Our immune system, when facing intruders like bacteria, viruses or other invaders, produces certain kinds of proteins called antibodies. These antibodies are produced as a result of our immune system finding harmful substances called antigens. When the body produces antibodies by mistake, it attacks its own tissues. This is the case of auto-immune diseases.
Antibodies are also referred to as immunoglobulins. When these recognize the invaders, like the antigens, they bolt onto them. They recognize them because antigens have different molecular system on their surface than your body’s cells. As a result of this recognition, antibodies get produced by the B-lymphocytes (white blood cells). There are numerous ways an antibody can act to attack the antigens: neutralizing them by changing their chemical composition, making them immobile by attaching to them, or preventing them from penetrating the body’s cells.
When the body starts producing antibodies, the process of production can continue for several days. It will not stop not until all antigens are successfully removed from your system. Antibodies well then remain circulating for numerous months, to ensure an extended immunity against this particular antigen.
Testing a particular antibody can detect whether there is, or was, an immune reaction towards a specific intruder. When you have a chronic Candida infection, this normally indicates that the yeast has probably colonized your mucosal tissues, or became invasive. As a result, your body will start producing specific antibodies to cleanse itself from the infection. These antibodies come in three different classes: the IgG, IgA and IgM.

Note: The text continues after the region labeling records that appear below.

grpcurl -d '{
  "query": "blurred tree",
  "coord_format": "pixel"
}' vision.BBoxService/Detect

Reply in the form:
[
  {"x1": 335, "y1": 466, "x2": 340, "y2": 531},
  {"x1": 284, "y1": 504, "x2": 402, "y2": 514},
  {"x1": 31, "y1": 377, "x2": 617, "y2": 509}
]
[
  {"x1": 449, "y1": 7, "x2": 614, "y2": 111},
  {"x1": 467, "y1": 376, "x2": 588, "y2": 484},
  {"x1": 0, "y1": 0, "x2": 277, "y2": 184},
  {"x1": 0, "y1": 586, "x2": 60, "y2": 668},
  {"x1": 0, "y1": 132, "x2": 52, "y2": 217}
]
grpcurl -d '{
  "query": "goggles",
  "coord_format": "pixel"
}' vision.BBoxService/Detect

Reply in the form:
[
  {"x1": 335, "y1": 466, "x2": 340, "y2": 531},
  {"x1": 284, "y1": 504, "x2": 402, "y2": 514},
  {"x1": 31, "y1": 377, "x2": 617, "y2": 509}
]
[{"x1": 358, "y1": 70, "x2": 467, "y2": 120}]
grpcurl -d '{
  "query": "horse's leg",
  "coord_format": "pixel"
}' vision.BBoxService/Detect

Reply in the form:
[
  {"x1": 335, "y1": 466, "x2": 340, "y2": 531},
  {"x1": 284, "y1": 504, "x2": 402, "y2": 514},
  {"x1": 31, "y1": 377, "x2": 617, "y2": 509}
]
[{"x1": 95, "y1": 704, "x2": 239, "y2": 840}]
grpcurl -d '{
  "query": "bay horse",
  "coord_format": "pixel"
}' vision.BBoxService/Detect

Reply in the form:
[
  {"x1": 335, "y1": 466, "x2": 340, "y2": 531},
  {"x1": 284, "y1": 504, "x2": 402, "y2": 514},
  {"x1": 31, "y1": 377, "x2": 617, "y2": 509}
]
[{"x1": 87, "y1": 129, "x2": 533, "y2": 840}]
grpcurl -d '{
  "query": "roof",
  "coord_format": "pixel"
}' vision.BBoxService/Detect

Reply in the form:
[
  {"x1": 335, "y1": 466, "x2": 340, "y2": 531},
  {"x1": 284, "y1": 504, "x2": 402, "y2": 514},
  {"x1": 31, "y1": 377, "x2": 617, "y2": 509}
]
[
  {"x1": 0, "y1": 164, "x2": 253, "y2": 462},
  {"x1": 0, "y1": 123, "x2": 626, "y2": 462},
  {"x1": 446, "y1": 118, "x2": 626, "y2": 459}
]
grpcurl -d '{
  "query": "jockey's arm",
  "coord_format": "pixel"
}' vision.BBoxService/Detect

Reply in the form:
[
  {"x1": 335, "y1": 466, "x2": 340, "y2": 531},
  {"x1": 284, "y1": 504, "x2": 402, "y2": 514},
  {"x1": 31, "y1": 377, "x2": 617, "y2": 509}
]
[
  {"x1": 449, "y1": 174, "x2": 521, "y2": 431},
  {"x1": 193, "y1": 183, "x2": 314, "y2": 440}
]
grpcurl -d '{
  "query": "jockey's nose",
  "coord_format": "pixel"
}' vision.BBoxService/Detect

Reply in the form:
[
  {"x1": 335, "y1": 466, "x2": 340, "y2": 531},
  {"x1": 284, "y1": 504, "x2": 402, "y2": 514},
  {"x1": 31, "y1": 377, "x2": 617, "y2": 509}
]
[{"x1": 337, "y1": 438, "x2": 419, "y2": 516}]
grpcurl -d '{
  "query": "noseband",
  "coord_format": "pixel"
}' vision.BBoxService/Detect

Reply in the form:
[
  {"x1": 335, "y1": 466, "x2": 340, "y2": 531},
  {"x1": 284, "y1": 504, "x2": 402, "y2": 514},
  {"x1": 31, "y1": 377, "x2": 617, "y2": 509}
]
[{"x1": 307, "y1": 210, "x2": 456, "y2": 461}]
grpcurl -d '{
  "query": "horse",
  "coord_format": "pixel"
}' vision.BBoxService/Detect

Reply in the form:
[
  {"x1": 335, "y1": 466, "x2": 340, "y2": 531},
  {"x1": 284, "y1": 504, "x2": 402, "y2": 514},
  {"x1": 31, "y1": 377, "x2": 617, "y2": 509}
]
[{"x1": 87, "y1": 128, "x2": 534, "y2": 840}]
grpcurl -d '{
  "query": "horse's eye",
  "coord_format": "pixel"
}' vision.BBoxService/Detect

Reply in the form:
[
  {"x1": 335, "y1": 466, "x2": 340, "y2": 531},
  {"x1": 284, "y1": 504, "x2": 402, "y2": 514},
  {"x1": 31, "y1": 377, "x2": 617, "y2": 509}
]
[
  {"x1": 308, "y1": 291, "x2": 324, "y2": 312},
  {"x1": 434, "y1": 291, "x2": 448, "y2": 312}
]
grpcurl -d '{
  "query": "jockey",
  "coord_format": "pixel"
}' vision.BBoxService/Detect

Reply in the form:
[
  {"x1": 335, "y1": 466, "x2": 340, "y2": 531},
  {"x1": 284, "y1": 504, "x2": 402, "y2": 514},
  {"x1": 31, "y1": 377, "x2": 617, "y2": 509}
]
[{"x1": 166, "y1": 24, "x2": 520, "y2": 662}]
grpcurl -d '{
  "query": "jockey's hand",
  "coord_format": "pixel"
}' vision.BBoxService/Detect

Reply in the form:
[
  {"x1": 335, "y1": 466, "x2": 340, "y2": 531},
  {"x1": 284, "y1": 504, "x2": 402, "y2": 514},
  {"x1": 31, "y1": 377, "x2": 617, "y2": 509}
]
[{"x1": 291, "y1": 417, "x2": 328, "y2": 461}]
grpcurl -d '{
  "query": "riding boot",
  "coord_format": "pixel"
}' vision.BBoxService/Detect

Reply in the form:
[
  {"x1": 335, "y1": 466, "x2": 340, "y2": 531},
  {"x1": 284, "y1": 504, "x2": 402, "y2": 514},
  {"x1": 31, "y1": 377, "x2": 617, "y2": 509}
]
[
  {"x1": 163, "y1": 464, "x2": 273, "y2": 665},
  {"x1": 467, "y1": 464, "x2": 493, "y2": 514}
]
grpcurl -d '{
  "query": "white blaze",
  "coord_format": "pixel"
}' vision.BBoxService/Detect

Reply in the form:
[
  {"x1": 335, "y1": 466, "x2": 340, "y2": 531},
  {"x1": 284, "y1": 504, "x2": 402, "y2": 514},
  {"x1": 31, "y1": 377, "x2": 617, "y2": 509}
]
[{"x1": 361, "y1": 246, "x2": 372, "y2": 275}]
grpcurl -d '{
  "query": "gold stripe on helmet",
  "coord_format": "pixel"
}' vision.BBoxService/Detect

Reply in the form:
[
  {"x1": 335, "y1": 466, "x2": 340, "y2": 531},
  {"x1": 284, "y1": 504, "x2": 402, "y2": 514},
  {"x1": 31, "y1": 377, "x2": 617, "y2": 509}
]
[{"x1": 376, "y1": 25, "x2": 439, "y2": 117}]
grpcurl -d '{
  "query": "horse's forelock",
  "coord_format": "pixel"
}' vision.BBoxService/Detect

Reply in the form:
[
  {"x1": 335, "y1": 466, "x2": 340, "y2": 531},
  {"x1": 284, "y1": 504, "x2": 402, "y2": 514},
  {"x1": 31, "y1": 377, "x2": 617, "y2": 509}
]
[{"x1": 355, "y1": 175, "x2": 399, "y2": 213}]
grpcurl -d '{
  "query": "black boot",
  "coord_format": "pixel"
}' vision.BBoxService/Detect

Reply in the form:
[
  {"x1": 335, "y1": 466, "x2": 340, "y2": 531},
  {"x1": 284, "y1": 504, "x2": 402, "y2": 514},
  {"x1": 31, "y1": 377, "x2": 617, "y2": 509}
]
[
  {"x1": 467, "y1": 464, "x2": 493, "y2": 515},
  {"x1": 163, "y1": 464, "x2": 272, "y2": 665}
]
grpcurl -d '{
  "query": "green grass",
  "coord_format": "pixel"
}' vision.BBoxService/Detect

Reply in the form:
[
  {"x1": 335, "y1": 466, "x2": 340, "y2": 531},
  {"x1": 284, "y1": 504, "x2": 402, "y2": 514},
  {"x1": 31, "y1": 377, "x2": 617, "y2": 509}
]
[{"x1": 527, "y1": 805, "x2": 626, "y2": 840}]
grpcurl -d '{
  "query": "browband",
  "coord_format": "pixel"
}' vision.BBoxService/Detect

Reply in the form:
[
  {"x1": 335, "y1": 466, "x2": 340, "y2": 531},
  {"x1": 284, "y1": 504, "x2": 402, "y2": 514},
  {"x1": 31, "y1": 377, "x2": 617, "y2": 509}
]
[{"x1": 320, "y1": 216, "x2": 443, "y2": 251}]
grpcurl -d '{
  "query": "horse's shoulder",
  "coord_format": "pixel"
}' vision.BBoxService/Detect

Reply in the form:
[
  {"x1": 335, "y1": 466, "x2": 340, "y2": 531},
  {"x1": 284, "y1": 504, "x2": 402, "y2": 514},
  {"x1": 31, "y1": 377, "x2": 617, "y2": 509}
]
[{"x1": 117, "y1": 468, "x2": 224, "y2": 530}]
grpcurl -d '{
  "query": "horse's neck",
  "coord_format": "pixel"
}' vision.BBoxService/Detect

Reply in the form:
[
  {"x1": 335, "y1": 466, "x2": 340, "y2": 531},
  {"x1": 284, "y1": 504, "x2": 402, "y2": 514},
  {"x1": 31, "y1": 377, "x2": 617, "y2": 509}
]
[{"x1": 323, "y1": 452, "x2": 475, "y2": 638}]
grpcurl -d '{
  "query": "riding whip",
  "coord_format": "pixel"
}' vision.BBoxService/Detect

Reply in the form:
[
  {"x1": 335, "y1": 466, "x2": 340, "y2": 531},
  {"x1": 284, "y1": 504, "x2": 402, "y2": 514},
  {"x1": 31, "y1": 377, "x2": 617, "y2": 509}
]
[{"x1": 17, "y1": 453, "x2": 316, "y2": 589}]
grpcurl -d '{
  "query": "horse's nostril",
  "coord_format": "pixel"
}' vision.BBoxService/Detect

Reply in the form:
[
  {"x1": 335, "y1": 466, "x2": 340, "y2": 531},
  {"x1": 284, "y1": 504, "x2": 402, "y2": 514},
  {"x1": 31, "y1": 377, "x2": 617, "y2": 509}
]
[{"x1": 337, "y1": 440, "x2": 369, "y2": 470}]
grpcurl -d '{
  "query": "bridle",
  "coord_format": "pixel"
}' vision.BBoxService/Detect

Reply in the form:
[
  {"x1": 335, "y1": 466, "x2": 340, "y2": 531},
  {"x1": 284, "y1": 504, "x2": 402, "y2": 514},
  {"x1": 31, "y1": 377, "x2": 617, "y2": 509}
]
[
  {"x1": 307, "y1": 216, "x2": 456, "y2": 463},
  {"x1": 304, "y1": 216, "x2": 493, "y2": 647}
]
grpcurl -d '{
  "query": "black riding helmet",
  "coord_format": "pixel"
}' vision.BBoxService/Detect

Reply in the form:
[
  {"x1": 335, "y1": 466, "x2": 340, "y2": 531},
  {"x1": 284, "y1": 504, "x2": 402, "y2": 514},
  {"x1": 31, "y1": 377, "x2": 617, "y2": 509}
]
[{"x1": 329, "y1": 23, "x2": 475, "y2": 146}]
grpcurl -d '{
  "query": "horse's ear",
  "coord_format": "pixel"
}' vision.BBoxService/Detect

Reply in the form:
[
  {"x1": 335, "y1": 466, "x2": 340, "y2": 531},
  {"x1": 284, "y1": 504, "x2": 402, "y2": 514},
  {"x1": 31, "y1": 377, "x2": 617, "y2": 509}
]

IgG Antibodies: this is the most commonly formed antibody. It is usually released upon a secondary exposure to the antigen. This type of antibody can reflect either an ongoing or a previous infection. It usually comes in a secondary stage. When the body first gets exposed to a certain antigen (primary exposure), it releases another kind of antibodies. When these decrease in number, following a secondary exposure, the body will start releasing IgG. This kind of antibody plays a major role in the phagocytic process that aims at eliminating antigens from our system.
IgG antibodies are predominant immunoglobulins; and, are found everywhere in our fluids: in both intra- and extravascular fluids. When a person becomes infected, these type of antibodies may remain in your system for many years, even after the infection is eradicated.
When you test all three antibodies, you are helping your doctor make the most accurate diagnosis.
How to interpret your three results (IgG, IgM, IgA)
If your IgG levels are elevated, this might indicate a past or ongoing candida infection.
If the IgM levels are elevated; then, your infection is ongoing. However, if the IgM levels are not elevated and your IgG levels are; then, your candida infection is not ongoing.
If the IgA levels are elevated; then, your candida infection is superficial.
Important note: Keep in mind that you need to see your doctor to have the proper diagnosis and initiate, if necessary, the proper treatment plan. If you were diagnosed with vaginal candidiasis, you may need to take an antifungal medicine (whether administered vaginally or orally).